Can you post a picture?

lickmybaconcakes

yeah, obviously, this has nothing to do with weight loss hahahaha. But i CANNOT find help on google, and everyone on my facebook has no idea how to work this problem....

okay...

Question:
Two forces are applied to a ring of a force table, one at an angle of 20 degrees, and the other at an angle of 80 degrees.
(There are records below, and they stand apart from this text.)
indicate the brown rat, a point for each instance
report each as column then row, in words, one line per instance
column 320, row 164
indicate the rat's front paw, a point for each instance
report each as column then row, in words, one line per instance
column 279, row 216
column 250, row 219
Regardless of the magnitudes of the forces, will the equilibrant be in the
A) first quadrant
second quadrant
C) Third Quadrant
D) Fourth Quadrant
E) You cannot tell which quadrant from the available information....




i dont want the answer, i want to know how to work this out...

so far what i have is this...

i believe this equation goes into this...
Direction Fe opposite to Fr so direction Fr= direction Fe- 180 degree.

Fe = Equilibrant
Fr= Resultant

And i'm pretty sure the magnitude doesnt matter, but somehow i am supposed to use 'sin' to figure out what the 'newtons' for the pull would be, gravity is 9.80 ms/2 but i have no idea how to set this up. I wouldnt ask for help, but i have looked everywhere, i have been on this problem for over an hour and my physics partners are not texting me back. >.<

resolve your resultant into the two corresponding identities ,sub in using vector addition then solve for theta (by arc of R1/R2)

RainRedfield

42

sixisCHANGEDjk

How I wish I could help but I can't. Thought this might be helpful though if you've not seen it.

http://www.khanacademy.org/#physics

Changing__Christina

ummm, just pick C. I did that on all my tests and sailed through school!!! whew, I am soooo glad that I do not have to figure out physics! that *kitten* seems hard!

DatEpicChick

omfg my calculator was sad to radian instead of degrees...... i hate my life right now.

DatEpicChick

there isnt a picture to post... i could like draw it out and kinda show you what i THINK it is asking... or do you need a picture of the force table???

AmandaLAcosta

http://faculty.rcc.edu/bhattacharya/phy4a/force_table.htm

DatEpicChick

but the two strings would be at 80 and 20, and the 3rd would be the resultant.

SofaKingRad

there isnt a picture to post... i could like draw it out and kinda show you what i THINK it is asking... or do you need a picture of the force table???

No, I don't need a picture of hte force table now. I think I know what it's asking. I think it's in Quadrant 3, just intuitively because the two forces that you know are there are in Quadrant 1. Equal and opposite reaction shows that the opposit reaction would be roughly in quadrant 3. But, you need to prove that.

SofaKingRad

Actually, you can only prove that mathematically if you know the magnitude of the forces. So, my answer would be the third quadrant, Only becaus the two applied forces are in the first quadrant, your reactive force would be in the third.

Changing__Christina

there isnt a picture to post... i could like draw it out and kinda show you what i THINK it is asking... or do you need a picture of the force table???

No, I don't need a picture of hte force table now. I think I know what it's asking. I think it's in Quadrant 3, just intuitively because the two forces that you know are there are in Quadrant 1. Equal and opposite reaction shows that the opposit reaction would be roughly in quadrant 3. But, you need to prove that.

SEE I WAS RIGHT!!!!! YAY FOR ME!!!!!

SofaKingRad

there isnt a picture to post... i could like draw it out and kinda show you what i THINK it is asking... or do you need a picture of the force table???

No, I don't need a picture of hte force table now. I think I know what it's asking. I think it's in Quadrant 3, just intuitively because the two forces that you know are there are in Quadrant 1. Equal and opposite reaction shows that the opposit reaction would be roughly in quadrant 3. But, you need to prove that.

SEE I WAS RIGHT!!!!! YAY FOR ME!!!!!

I bet you never thought a homeless hobo who smells of booze and cigarettes would discuss physics with you, huh?